How to do multi node VLAN ?

[cogis]

Hello

I have a cluster with many proxmox node, and i would like to regroup virtual machines to isolated VLAN, depending on which user use the machine.
Here is a schema of my idea :




So what i would like is :
- Isolated vlan, for example vlan1 cannot connect vlan 2
- DHCP for each vlan, so i don't have to set static ip for each virtual machine

I have read this Software Defined Network docs : https://pve.proxmox.com/pve-docs/chapter-pvesdn.html
But i am lost, i dont know which solution will fit my need, the proposed example are with static IP (there is vlan, vxlan, evpn, qinq ...)
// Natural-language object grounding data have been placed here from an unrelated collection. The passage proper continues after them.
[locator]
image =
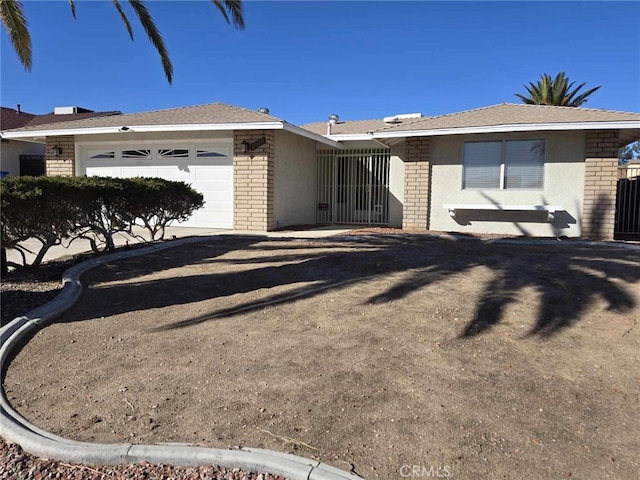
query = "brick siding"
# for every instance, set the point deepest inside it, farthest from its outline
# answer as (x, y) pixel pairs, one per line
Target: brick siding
(64, 164)
(253, 181)
(417, 184)
(601, 173)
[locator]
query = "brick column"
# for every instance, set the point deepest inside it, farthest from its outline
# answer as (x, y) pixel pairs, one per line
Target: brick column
(601, 174)
(417, 183)
(63, 164)
(253, 181)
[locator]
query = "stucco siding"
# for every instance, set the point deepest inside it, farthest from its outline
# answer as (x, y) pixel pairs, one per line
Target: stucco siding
(563, 185)
(396, 185)
(10, 154)
(154, 136)
(295, 180)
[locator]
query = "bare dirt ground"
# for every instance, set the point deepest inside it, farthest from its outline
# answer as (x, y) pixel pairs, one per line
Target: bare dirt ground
(392, 356)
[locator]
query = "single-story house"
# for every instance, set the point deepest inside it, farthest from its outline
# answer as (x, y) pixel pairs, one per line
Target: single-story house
(25, 157)
(507, 169)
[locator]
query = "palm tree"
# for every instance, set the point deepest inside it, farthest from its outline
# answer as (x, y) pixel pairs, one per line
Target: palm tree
(15, 24)
(555, 92)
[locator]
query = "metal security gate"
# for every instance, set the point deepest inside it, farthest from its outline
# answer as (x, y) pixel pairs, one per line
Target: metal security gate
(627, 224)
(353, 186)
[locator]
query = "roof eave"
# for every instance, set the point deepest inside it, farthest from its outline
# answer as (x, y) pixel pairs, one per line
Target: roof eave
(526, 127)
(196, 127)
(313, 136)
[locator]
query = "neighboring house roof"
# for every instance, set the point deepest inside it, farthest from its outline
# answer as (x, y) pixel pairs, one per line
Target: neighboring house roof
(212, 116)
(12, 119)
(495, 118)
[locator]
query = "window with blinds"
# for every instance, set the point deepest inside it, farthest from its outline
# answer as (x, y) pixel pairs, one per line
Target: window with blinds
(510, 164)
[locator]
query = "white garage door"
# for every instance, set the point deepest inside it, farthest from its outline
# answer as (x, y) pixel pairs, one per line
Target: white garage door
(207, 168)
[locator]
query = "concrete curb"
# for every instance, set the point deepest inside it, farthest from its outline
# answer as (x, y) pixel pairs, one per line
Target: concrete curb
(36, 441)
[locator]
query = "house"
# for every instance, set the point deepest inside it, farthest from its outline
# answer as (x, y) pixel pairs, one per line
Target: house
(507, 169)
(26, 157)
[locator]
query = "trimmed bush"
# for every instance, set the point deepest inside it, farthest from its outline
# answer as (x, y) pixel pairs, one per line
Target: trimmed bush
(52, 209)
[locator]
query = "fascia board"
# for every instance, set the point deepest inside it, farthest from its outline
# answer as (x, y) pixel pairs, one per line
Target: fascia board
(145, 129)
(631, 124)
(313, 136)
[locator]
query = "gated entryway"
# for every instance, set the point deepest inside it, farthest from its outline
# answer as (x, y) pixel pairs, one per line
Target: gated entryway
(627, 223)
(353, 186)
(33, 165)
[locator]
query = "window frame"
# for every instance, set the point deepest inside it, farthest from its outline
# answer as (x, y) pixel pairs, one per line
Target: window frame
(503, 164)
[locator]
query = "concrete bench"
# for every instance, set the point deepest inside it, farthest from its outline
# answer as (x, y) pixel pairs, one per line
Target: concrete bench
(550, 209)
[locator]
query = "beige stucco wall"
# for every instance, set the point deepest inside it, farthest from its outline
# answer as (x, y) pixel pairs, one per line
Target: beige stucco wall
(563, 185)
(396, 185)
(153, 136)
(295, 180)
(10, 152)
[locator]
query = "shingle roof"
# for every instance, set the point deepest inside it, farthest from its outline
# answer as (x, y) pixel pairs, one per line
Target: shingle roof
(513, 114)
(494, 115)
(349, 127)
(199, 114)
(11, 119)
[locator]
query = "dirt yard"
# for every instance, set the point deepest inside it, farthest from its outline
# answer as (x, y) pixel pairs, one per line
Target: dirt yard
(396, 357)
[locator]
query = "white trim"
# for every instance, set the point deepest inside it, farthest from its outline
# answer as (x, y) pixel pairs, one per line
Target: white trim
(196, 127)
(182, 141)
(345, 137)
(173, 128)
(313, 136)
(529, 127)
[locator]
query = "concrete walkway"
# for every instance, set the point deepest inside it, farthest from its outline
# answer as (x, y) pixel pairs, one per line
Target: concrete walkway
(140, 236)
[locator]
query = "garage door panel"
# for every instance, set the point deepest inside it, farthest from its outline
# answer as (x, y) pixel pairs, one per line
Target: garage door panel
(174, 173)
(207, 169)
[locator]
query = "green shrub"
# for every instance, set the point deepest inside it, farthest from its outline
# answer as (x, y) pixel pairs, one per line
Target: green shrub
(35, 207)
(52, 209)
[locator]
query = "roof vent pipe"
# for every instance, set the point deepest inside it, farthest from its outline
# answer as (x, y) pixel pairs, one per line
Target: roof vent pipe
(333, 119)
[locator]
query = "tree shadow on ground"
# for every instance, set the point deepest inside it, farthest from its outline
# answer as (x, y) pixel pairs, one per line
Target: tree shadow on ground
(569, 278)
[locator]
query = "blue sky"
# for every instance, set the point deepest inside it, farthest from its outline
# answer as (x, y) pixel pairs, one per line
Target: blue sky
(304, 60)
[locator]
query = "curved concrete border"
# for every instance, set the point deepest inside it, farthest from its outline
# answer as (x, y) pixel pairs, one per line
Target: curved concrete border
(36, 441)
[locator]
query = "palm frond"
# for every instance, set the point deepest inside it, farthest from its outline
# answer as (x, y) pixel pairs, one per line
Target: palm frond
(234, 7)
(124, 18)
(555, 91)
(15, 24)
(154, 35)
(581, 99)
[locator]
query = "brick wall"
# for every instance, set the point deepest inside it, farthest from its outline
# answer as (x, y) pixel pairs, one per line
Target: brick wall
(601, 173)
(64, 164)
(417, 183)
(253, 181)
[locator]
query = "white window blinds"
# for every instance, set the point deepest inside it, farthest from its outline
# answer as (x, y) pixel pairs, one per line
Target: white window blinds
(482, 165)
(524, 164)
(520, 161)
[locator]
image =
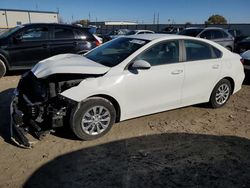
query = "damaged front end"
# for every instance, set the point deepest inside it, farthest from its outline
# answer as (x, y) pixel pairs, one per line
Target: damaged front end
(37, 106)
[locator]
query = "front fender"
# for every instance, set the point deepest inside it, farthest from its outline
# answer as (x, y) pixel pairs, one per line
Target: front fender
(96, 86)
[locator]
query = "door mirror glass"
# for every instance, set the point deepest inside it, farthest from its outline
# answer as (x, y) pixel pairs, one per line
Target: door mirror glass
(141, 64)
(18, 38)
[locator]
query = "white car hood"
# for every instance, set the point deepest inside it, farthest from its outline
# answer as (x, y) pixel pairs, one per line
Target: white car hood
(67, 63)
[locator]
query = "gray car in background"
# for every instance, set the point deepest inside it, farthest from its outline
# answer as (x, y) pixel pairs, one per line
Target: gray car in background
(215, 34)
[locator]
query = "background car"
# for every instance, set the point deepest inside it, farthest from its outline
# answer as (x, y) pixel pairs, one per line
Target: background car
(137, 32)
(246, 60)
(243, 45)
(237, 34)
(125, 78)
(114, 34)
(23, 46)
(215, 34)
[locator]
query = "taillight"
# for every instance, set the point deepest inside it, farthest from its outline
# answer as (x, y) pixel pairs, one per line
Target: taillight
(242, 60)
(97, 43)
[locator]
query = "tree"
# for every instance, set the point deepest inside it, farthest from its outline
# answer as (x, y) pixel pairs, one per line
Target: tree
(60, 19)
(216, 19)
(188, 24)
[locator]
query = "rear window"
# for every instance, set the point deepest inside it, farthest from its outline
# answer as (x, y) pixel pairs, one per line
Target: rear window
(190, 32)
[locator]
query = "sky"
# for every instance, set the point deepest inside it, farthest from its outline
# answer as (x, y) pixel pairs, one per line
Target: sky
(141, 11)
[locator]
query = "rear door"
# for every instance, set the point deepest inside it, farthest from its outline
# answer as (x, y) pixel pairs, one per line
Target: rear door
(158, 88)
(63, 41)
(29, 46)
(202, 70)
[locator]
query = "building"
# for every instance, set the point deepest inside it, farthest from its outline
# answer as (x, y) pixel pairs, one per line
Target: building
(12, 17)
(113, 23)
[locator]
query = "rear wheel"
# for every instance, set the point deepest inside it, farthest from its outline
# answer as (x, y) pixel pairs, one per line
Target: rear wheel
(221, 93)
(93, 119)
(2, 69)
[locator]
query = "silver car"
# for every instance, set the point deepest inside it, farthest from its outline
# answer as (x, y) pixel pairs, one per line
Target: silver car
(215, 34)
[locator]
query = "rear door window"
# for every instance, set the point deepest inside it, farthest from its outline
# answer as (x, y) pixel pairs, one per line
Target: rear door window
(63, 33)
(35, 34)
(196, 50)
(207, 34)
(217, 34)
(83, 35)
(161, 53)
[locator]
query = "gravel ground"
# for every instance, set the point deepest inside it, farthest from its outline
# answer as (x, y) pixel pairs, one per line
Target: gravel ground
(189, 147)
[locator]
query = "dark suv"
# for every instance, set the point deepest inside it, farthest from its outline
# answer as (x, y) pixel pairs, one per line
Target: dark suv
(23, 46)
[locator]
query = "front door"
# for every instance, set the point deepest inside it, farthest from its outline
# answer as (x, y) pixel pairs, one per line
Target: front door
(158, 88)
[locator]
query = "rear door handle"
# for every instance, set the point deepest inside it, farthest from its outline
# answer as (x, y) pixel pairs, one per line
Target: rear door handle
(177, 72)
(45, 45)
(215, 66)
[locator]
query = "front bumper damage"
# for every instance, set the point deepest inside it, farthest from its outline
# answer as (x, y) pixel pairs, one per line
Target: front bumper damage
(37, 119)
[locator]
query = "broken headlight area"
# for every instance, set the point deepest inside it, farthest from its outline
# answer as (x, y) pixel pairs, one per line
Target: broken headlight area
(37, 106)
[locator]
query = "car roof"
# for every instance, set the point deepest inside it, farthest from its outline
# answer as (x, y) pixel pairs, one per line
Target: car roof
(207, 28)
(54, 24)
(142, 30)
(153, 36)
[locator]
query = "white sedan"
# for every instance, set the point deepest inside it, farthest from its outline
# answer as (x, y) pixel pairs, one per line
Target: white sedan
(125, 78)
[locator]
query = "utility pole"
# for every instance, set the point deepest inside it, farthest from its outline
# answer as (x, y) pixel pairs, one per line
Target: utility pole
(154, 19)
(158, 18)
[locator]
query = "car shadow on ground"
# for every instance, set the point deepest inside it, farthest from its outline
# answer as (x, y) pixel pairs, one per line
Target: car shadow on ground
(167, 160)
(247, 78)
(5, 99)
(16, 72)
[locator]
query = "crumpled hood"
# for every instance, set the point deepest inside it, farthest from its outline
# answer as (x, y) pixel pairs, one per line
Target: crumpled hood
(67, 63)
(246, 55)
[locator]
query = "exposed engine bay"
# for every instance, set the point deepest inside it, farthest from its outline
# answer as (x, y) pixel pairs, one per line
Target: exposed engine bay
(37, 107)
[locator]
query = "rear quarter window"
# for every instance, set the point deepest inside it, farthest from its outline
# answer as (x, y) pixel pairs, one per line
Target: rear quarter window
(196, 50)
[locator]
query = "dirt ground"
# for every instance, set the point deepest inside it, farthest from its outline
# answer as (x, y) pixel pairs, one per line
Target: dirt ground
(189, 147)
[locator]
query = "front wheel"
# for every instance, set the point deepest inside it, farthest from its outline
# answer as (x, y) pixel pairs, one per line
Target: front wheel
(93, 119)
(221, 93)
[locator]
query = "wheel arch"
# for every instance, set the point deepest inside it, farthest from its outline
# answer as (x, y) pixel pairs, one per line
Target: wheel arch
(114, 102)
(231, 82)
(4, 59)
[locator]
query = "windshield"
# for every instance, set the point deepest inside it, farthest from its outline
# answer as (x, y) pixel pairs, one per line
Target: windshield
(8, 32)
(190, 32)
(131, 33)
(114, 52)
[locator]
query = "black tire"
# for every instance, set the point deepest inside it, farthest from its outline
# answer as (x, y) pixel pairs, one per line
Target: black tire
(78, 114)
(216, 99)
(2, 69)
(229, 48)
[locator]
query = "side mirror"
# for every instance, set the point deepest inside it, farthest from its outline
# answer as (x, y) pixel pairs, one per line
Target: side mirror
(18, 38)
(246, 55)
(140, 64)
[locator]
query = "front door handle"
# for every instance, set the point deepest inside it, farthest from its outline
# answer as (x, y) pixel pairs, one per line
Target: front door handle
(177, 72)
(215, 66)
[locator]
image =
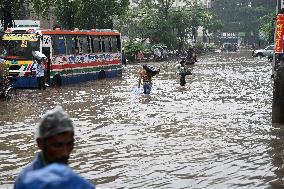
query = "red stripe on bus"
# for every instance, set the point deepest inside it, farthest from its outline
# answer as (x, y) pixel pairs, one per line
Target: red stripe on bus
(65, 32)
(86, 65)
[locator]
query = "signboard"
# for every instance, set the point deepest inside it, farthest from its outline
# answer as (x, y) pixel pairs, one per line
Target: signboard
(279, 33)
(20, 37)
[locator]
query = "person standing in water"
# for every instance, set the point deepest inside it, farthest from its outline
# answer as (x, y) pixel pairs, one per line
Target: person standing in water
(145, 77)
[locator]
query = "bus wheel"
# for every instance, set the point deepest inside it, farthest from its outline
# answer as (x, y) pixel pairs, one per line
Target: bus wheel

Do you have an idea to achieve this ?

Thanks a lot !

 

[aaron]

In quite a few ways. One would be to configure the VLAN tag on the Network card that you configure for each VM.
The other would be to have a vmbrXXX in each node configured that is using the dot notation on the bridge port. For example the bridge port for VLAN 3 would on a physical NIC called eno1 would be "eno1.3".

If you want to use the SDN, then you will have to create a zone with VLAN.

Also be aware that the VLAN ID 1 is the default one and cannot be set manually. That means, once you enable VLANs on your switch and other infrastructure, the VLAN ID 1 will be "assumed" if there is no VLAN configured.

 

[cogis]

I forgot to specify that our infrastructure is in a datacenter, with one physical server per node, and we dont have access to the switch.
Thanks for your answer

 

[spirit]

I forgot to specify that our infrastructure is in a datacenter, with one physical server per node, and we dont have access to the switch.
Thanks for your answer

if you want to use vlans, you need vlan support enabled on the physical switch. (and maybe vlan allowed list).

if you can't enable vlan on the physical switch, you can use vxlan zones in the sdn.


Each vlan (or vxlan), is isolated from others vlans.
if you want a dhcp, you need a dhcp server with an interface+an ip in each vlan/vxlan/subnet.

 

[cogis]

Thanks, so vxlan look like a solution

I should put the dhcp in one of the node only ?

 

[cogis]

@spirit how to set an ip range for each vxlan ? is it possible via proxmox SDN gui ?

without ip range the dhcp (on node 1) cannot listen to the interface :

No subnet declaration for vnet1 (no IPv4 addresses). ** Ignoring requests on vnet1. If this is not what you want, please write a subnet declaration in your dhcpd.conf file for the network segment to which interface vnet1 is attached. **

 

[spirit]

@spirit how to set an ip range for each vxlan ? is it possible via proxmox SDN gui ?

without ip range the dhcp (on node 1) cannot listen to the interface :

No subnet declaration for vnet1 (no IPv4 addresses). ** Ignoring requests on vnet1. If this is not what you want, please write a subnet declaration in your dhcpd.conf file for the network segment to which interface vnet1 is attached. **

currently , only evpn zone (which use vxlan), declare an anycast ip on the vnet (the gateway of the subnet). (same vnet on each host have the same ip).
with this, you could setup an dhcp server on each host locally.
But for dynamic lease, it can be a problem (or you need to share lease file in /etc/pve or a shared storage).


With classic vxlan, you could also add an ip on a specifc host, manually, in /etc/network/interfaces

auto vnetXXX
address X.X.X.X

it'll be merged with the sdn config.



Another way could be a vm, with an interface in each vxlan.